Der unter Druckluft betriebene Vortrieb des Tunnels unter der Karl-Friedrich-Straße ist am vorletzten Samstag (21. Mai) seitens der Arbeitsgemeinschaft (Arge) Stadtbahntunnel eingestellt worden. Zwischen der Arge und der KASIG konnte in den vergangenen Tagen trotz intensiver Bemühungen keine Einigung über die Wiederaufnahme des Tunnelvortriebs erzielt werden. Daher bleibt es bei der Einstellung des Vortriebs unter der Karl-Friedrich-Straße.

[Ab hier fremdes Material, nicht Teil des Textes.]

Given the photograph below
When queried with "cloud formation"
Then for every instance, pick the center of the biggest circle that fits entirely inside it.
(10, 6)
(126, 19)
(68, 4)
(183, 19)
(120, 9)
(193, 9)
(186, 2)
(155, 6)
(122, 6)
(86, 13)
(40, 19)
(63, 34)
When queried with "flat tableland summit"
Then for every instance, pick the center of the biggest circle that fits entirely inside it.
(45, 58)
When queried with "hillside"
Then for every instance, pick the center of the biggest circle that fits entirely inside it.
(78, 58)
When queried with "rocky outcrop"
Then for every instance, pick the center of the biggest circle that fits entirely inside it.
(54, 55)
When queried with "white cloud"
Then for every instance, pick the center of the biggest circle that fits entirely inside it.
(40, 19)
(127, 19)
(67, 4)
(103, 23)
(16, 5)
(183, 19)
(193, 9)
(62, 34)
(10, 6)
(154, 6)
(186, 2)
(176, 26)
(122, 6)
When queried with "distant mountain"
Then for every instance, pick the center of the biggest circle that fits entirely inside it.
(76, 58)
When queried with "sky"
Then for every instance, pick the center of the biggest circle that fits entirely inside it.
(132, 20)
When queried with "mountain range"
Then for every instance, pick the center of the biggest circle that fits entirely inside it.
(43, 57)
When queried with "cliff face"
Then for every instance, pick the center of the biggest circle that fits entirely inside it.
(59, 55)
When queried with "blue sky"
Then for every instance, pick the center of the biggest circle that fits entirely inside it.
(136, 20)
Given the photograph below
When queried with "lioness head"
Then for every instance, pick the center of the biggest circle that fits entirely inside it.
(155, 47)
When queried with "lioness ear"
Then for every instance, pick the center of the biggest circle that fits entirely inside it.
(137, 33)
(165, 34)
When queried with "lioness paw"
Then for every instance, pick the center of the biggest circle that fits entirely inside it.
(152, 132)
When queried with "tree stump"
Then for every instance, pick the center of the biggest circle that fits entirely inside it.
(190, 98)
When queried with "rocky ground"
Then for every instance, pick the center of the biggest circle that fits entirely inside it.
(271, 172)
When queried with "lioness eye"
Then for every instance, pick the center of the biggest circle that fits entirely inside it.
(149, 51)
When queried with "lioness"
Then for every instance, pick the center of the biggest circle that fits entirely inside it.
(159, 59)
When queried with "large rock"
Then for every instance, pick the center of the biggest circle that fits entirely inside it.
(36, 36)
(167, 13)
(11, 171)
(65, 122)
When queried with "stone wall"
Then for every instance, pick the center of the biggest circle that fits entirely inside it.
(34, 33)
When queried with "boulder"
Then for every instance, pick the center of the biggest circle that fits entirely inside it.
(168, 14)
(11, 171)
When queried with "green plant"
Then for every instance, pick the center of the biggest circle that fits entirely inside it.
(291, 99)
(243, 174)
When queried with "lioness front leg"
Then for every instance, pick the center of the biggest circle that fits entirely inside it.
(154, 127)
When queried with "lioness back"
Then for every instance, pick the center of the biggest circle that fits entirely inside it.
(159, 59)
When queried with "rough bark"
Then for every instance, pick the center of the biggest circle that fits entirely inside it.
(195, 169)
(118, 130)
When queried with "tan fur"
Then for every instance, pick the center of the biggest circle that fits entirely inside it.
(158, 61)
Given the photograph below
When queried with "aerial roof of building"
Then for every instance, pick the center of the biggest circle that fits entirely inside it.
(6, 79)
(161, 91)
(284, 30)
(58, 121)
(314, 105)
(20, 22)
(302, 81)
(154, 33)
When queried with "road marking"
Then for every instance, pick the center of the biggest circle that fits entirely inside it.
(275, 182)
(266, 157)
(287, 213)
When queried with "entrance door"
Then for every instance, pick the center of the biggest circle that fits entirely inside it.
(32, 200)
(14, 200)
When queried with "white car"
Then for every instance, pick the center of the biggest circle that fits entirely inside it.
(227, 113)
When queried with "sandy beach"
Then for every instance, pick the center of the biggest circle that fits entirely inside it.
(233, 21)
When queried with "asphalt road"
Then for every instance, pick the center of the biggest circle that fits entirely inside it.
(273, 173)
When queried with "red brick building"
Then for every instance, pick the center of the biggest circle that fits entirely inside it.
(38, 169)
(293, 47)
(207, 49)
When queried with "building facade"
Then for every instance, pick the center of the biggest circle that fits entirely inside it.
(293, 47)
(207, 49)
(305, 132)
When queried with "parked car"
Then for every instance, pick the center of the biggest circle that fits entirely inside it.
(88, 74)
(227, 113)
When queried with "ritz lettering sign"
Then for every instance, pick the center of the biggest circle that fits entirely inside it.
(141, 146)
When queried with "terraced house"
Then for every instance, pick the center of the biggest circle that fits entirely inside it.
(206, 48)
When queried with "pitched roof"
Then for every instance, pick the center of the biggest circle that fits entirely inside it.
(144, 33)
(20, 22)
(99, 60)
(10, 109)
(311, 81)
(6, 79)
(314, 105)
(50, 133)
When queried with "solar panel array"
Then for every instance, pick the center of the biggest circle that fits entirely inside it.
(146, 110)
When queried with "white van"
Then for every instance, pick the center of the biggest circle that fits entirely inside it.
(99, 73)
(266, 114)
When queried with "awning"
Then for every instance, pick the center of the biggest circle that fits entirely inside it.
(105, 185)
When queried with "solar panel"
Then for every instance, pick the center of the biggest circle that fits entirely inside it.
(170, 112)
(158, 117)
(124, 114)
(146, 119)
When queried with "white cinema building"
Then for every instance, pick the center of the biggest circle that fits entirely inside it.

Es geht um unterschiedliche Einschätzungen bei der Bewertung des Baugrunds, der daraus resultierenden Folgen sowie der Vergütung. Die Einstellung des Vortriebs verwundert, da zuvor mit einem gemeinsamen Sachverständigen ein gemeinsames Vorgehen abgestimmt worden war.

 

Nachdem die KASIG nach der Einstellung der Arbeiten die Arge Stadtbahntunnel zunächst unverzüglich aufgefordert hatte, den Vortrieb wieder aufzunehmen, da mit der Einstellung gegen geltendes Vertragsrecht verstoßen wird, wurde am vergangenen Freitag (27. Mai) ein befristeter Vorschlag der KASIG zur Lösung des Konfliktes und zur Wiederaufnahme der Arbeiten unterbreitet. Nachdem die Frist an diesem Montag (30. Mai) endete und der Vorschlag nicht angenommen wurde, fanden auch Gespräche und mehrfache Schriftwechsel zwischen dem Vorstand sowie dem Deutschland-Geschäftsführer der tschechischen Metrostav - das ist der Mutterkonzern der innerhalb der Arge Stadtbahntunnel operativ tätigen Baufirma BeMo - und dem KASIG-Aufsichtsratsvorsitzenden und Karlsruher Oberbürgermeister Dr. Frank Mentrup statt. Auch in mehreren Gesprächsrunden zwischen den Geschäftsführern der BeMo und den Geschäftsführern der KASIG hatte die Arge Stadtbahntunnel keine Absicht erkennen lassen, an dem 250 Meter langen Tunnel weiter zu arbeiten. Eine letzte, von der KASIG gesetzte Frist, die am gestrigen Abend endete, verstrich ebenfalls ungenutzt.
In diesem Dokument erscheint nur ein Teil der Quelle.